Giorgia Meloni è arrivata a Kiev per segnare una discontinuità storica: «L’Italia non intende tentennare e non lo farà». Il suo linguaggio si dimostra distantissimo dalle alchimie e dai silenzi dei Macron e degli Scholz. In parte questo è dovuto a ragioni d’interesse. Le equivocità altrui hanno lasciato scoperto uno spazio che lei è corsa ad occupare.

Essere accanto all’Ucraina con tanta nettezza significa infatti alzare il profilo politico internazionale dello Stato e di chi lo guida. La riposta migliore a chi pensava che l’Italia, dopo Mario Draghi, non potesse esprimere un altro premier capace di posizioni forti. Volodymyr Zelensky glielo riconosce in pubblico: è la «leadership» della Meloni che permette all’Ucraina di ottenere «sistemi di difesa antiaerea importantissimi», dotati di «tecnologie di avanguardia».
Crediti da spendere ai futuri tavoli delle trattative, in sede Ue e Nato.

 

Supportare Kiev «con ogni possibile assistenza» significa anche candidarsi ad avere un posto in prima fila nel grande business della ricostruzione. La Meloni non lo nasconde: «C’è un know how che le imprese italiane possono offrire, lo metteremo a disposizione perché nella ricostruzione l’Italia vuole giocare un ruolo da protagonista». In serata, il governo di Kiev conferma che l’intesa è pronta.

ATLANTISMO DI DESTRA
I guadagni politici ed economici, però, spiegano solo in parte la scelta. A spingere la presidente del consiglio è anche la molla degli ideali. I suoi, beninteso: non quelli, spesso ambigui, di tanti altri leader. «Tutti vogliamo la pace, ma dobbiamo intenderci su cosa “pace” sia», avverte la Meloni. E la pace che l’Italia vuole per l’Ucraina è quella per cui occorrono le armi e che si può ottenere solo «ribadendo che la comunità internazionale non accetta l’invasione di Stati sovrani e l’intenzione di ridisegnare i confini». Il messaggio, se non si fosse capito, è per Emmanuel Macron e gli altri che sperano di sfamare Putin dandogli in pasto pezzi di Ucraina. Le parole chiave del discorso della Meloni sono altre, e le trova facilmente perché le prende dal vocabolario della destra che rappresenta. 

 

«Nazione», innanzitutto. Parola che nell’Europa progressista sembrava obsoleta e molti volevano cancellare dai dizionari: le nazioni portano alla guerra. Ma l’idea di nazione, ha detto la premier dinanzi a Zelensky, è proprio ciò che ha fermato Putin. «L’Ucraina mi ha ricordato la nascita dello Stato italiano: c’era un tempo in cui si diceva che l’Italia fosse solo un’espressione geografica. Ma col Risorgimento ha dimostrato di essere una nazione». «Patria», altro vocabolo che per decenni è stato fuori dai radar della politica e in Ucraina sta facendo la differenza: «L’amor di patria è qualcosa che nasce spontaneamente e non puoi fermare, noi dobbiamo ricordarci che le nazioni si fondano sulla dimensione dei sacrifici che si è disposti a compiere insieme». E quindi il «popolo», inteso come comunità unita da valori e tradizioni. 
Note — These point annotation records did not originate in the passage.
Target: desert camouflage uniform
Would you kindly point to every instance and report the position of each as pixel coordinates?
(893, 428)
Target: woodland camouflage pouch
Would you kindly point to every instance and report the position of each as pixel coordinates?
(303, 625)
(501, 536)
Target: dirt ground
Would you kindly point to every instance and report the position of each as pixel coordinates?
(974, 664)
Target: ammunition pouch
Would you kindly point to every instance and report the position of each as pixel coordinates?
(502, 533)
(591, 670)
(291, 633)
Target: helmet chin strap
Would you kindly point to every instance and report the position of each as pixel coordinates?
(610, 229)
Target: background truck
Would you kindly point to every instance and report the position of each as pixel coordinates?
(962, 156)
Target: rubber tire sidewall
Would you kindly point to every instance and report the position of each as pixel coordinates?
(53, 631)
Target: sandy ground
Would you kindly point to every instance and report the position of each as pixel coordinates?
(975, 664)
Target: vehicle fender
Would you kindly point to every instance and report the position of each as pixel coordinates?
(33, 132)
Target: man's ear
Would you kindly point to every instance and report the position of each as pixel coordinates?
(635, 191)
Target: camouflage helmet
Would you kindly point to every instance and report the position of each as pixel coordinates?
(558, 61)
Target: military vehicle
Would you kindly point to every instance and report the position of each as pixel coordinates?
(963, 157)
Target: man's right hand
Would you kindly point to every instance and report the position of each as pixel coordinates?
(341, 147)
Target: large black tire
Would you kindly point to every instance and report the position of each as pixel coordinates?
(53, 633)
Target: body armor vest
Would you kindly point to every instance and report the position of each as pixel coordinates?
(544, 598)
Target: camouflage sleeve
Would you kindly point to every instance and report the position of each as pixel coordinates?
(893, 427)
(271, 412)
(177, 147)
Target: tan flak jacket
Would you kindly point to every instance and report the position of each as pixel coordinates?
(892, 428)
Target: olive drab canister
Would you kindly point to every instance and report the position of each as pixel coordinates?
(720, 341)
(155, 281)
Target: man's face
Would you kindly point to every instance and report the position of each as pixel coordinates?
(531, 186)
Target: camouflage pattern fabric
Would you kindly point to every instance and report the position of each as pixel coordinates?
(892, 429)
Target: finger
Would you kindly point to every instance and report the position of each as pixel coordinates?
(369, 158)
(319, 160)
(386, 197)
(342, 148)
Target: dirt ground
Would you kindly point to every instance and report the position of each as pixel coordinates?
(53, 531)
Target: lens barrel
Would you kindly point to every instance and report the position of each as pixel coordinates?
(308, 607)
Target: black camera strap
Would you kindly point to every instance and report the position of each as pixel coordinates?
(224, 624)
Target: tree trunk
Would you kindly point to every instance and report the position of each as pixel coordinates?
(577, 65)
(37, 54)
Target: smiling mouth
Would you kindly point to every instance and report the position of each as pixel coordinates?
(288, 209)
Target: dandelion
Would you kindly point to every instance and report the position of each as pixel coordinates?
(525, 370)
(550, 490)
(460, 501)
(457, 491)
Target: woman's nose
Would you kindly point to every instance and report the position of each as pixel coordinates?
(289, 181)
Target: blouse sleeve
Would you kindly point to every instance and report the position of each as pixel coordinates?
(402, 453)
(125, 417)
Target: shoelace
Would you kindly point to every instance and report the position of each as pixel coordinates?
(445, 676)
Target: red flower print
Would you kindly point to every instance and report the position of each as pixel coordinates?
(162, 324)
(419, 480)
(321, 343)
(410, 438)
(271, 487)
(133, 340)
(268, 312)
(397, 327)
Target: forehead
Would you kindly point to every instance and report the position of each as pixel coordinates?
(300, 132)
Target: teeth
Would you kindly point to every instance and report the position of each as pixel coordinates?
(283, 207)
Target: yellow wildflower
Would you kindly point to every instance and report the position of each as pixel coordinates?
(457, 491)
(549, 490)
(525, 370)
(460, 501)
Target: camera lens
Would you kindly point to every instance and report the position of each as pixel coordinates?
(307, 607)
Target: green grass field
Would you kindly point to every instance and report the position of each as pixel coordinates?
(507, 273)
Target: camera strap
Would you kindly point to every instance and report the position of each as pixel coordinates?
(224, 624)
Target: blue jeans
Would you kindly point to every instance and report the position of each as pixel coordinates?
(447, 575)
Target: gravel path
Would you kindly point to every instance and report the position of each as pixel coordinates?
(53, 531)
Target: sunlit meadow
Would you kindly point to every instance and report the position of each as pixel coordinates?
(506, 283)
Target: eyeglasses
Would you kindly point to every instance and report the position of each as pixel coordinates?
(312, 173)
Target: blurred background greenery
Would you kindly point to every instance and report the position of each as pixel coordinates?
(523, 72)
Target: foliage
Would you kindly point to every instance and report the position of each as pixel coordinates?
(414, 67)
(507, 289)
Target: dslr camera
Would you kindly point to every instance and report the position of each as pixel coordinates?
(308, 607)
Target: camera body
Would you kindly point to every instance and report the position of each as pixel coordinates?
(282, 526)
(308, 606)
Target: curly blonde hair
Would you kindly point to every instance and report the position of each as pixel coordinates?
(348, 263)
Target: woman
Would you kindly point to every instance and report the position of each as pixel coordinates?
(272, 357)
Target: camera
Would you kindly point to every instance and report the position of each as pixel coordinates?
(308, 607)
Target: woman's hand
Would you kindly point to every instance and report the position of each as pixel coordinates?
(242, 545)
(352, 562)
«Qualcuno ha sottovalutato l’eroica reazione di un popolo disposto a fare tutto ciò che va fatto per difendere la sua libertà, la sua sovranità e la sua identità». Così la migliore sponda che Zelensky e il democratico Joe Biden hanno oggi in Europa è una premier che non viene dall’atlantismo di sinistra e dal progetto del grande Ulivo mondiale, o ciò che ne resta, ma dalla parte opposta: quella del conservatorismo, dell’identità nazionale e dei confini che la difendono. Segno che le cose, dopo essere cambiate in Italia, stanno cambiando nel continente.